My company has designed an application for our in-house processes that runs on about 50 virtual machines. This has been running for over 5 years now and at the beginning of the year we setup a new server cluster for our new Microsoft 2014 database. Things were running great for about 9 months and the last 3 months we have been experiancing a very strange issue
Randomly one or two of the 50 machines will start seeing the following error.
Unhandled Error: A network-related or instance-specific error occurred while establishing a connection to SQL Server. The server was not found or was not accessible. Verify that the instance name is correct and that SQL Server is configured to allow remote connections. (provider: TCP Provider, error: 0 - The wait operation timed out.)
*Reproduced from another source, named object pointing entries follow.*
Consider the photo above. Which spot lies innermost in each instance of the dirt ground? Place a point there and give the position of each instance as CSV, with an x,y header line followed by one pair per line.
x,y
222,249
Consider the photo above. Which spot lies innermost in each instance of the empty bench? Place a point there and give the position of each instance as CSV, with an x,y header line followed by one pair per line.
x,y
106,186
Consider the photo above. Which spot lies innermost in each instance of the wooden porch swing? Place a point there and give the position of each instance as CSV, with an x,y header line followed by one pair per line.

The processes will then expire and usually about 30 - 60 minutes after that, it will be able to connect back up to the server like nothing ever happened.
- Rebooting the effected machines will not fix the issue, have to wait until the issue is gone.
- During this time, we can not ping the cluster name or cluster IP, while other machines still can.
- We can't telnet to the SQL port, while other machines still can
- The effected machines can still access other network resources, just can't access this cluster
- SQL has maximum number of concurrent connections is set to 0 for unlimited and timeout is set for 10 minutes.
- We haven't found anything consistant on the application machines since the issue will just randomly show up on all of them, but will only ever effect 1 or 2 machines at a time and can take hours or days to reshow up.
At this point we have no idea what's going on, and we are looking for any ideas that could fix this.